Monday, August 1, 2016

The Secret Berber Treatment for Snoring

'Ah, Mister, does one need a treatment?' The twinkly-eyed aged Berber guy inquired abruptly. For some reason his voice that was quiet taken, cutting through the din of never-ending entreaties and mopeds, cries, donkeys, horns to see a series of retail premises, as we sheltered for an instant in the piercing sunlight and penetrated our exhausted stupor.

Two refreshing mint teas and half an hour after, we'd loved an extensive tour of conventional and historic treatments and make-up, from argan oil to frankincence. The prosperity of the early sultans and the history of the spice trade, developing as it had in a semi desert climate, made everything from digestive remedies to compellingly specialist creative artwork and aromatic perfumed oils a fine. A glorious mix of north meeting south, east meeting west, and here the wisdom of the ages had joined to create alternatives to every societal or malady issue. But it was clear my partner's long ago broken nose had the snoring difficulty he'd endured from for almost two decades, and proposed sinuses filled with scar tissue.
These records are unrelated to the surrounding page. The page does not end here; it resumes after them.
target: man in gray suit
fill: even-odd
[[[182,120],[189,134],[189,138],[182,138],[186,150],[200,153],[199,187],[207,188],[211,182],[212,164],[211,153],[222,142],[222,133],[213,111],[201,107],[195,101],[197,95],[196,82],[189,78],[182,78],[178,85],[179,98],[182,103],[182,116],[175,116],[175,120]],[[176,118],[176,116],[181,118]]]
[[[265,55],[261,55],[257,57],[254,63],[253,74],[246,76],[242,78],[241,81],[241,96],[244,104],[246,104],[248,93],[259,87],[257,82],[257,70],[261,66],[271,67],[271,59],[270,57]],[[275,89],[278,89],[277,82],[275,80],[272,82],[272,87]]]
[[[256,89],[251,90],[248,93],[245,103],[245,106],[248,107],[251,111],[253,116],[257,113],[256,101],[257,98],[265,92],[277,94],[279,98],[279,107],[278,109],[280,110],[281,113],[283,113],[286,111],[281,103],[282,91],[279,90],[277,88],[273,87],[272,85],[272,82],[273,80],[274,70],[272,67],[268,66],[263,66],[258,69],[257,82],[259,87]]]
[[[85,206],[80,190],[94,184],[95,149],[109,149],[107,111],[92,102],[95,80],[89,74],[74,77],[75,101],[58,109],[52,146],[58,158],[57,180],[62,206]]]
And the chin strap snoring solution? Not pharmaceutically, although I had struck these pungent dark nibs in masalas before. Nevertheless, it was shown, when wriggled into a bit of fine material and rubbed steadfastly and they give off a pungent smell, which I could well envisage being a strong decongestant. And, the exact same seeds could be kept and reused many times as our host pointed out.

Well, the tea was wonderful and we'd not have revealed ingratitude or offence, so 100g of nigella seed added itself to my growing stack of small totes at the till. I will consistently use them I believed. You may ask does pure sleep work?